The path to the generated file is being read from the output of the git-sim log
command. You can cd into the sample repo generated by the test suite and run git-sim log
there manually. (Make sure you are in an active venv, where git-sim
is available):
> cd C:\Users\eric\AppData\Local\Temp\pytest-of-eric\pytest-71\sample_repo0
> git-sim log
Output image location: C:\Users\eric\AppData\Local\Temp\pytest-of-eric\pytest-71\sample_repo0\git-sim_media\sample_repo0\images\git-sim-log_07-04-23_16-11-38.jpg
> git-sim -d --output-only-path --img-format=png log
C:\Users\eric\AppData\Local\Temp\pytest-of-eric\pytest-71\sample_repo0\git-sim_media\sample_repo0\images\git-sim-log_07-04-23_16-16-55.png
The first command here shows that git-sim log
runs in the repo generated by the test. The second command shows that the full command run by the test suite, git-sim -d --output-only-path --img-format=png log
, runs as well.
I would be curious to know if git-sim is generating different output in your environment, or if the test code is not parsing the output properly in your environment. If fp_generated
is not a file path, I'd add one more line to test_log()
:
def test_log(tmp_repo):
"""Test a simple `git-sim log` command."""
...
print("output:", output.stdout.decode().strip())
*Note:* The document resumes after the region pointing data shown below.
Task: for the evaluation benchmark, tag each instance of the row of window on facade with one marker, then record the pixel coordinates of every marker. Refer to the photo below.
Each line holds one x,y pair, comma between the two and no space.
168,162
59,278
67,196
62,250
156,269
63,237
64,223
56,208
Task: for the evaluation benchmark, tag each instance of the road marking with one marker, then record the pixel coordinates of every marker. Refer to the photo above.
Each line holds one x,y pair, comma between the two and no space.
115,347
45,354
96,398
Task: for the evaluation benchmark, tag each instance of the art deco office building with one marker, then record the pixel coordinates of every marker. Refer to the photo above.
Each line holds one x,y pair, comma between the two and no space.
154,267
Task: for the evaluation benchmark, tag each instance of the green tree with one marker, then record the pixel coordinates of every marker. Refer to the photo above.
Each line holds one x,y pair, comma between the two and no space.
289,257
print("fp_generated:", fp_generated)
assert compare_images(fp_generated, fp_reference)
Sorry about that. It looks like the changes I was making to git-sim and trying to test caused an error that led to the output not being generated at all, hence the confusion.
After tweaking my change, the tests now run, but still fail due to bad ratio diff. I did confirm it is using the Windows reference files to compare, but looks like the fonts used differ between my output and the Windows reference files. I think this happened to you at one point as well, but we thought it was across OS's. This font difference makes the ratio_diff up to 5%.
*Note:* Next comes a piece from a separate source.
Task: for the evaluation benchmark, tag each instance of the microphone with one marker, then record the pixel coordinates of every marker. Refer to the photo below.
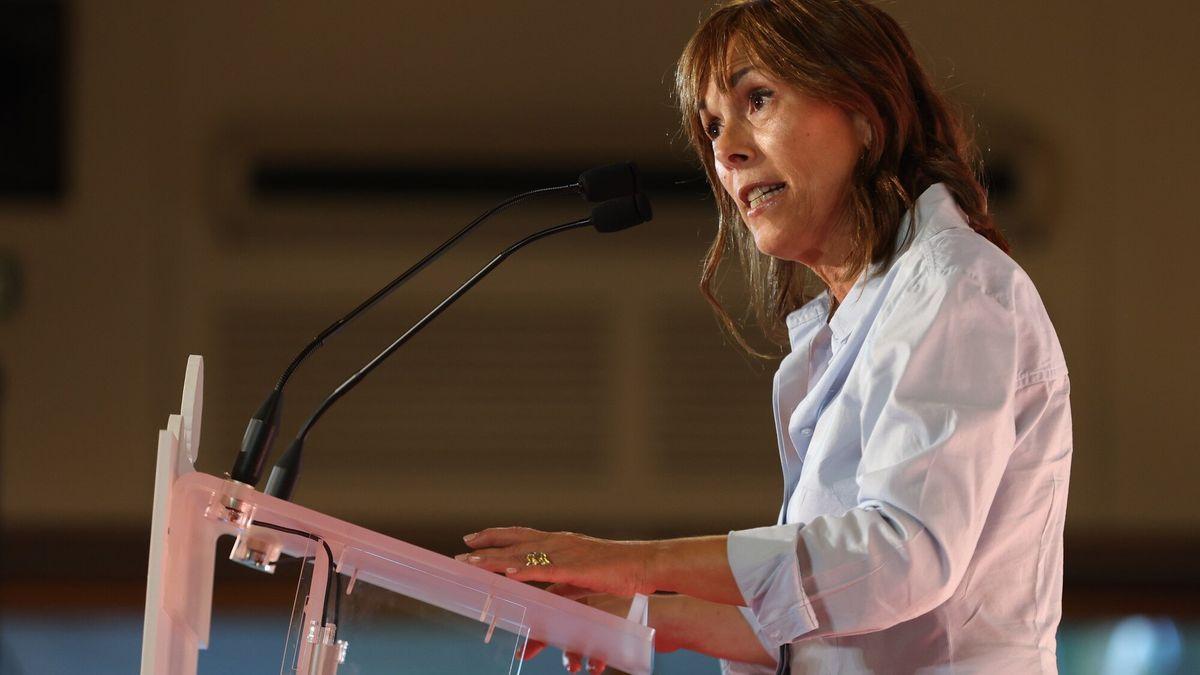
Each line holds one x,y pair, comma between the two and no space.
598,184
612,215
Attaching images of the git-sim log Windows reference file and my output showing the differing fonts (see below). On my system it uses Monospace Bold which is the font that git-sim is configured to use for all output. I assume the reference files were generated on a system where Monospace was not available as a system font (or maybe just not in the correct bold weight), so it used the default system font as a fallback.
This could get hairy as devs try to test across different systems... I wonder if we could get around this by adding a global font
argument to git-sim, which we can specifically set in tests to a default font that we know exists in each respective environment.
Sorry about that. It looks like the changes I was making to git-sim and trying to test caused an error that led to the output not being generated at all, hence the confusion.
Okay, that's helpful. I made a note to add a line to compare_images()
to check that the image file exists, before actually doing the comparison. We can make a similar assertion about the output of each call, so in the future you'll know more quickly whether there was an issue with the output message or the actual image file.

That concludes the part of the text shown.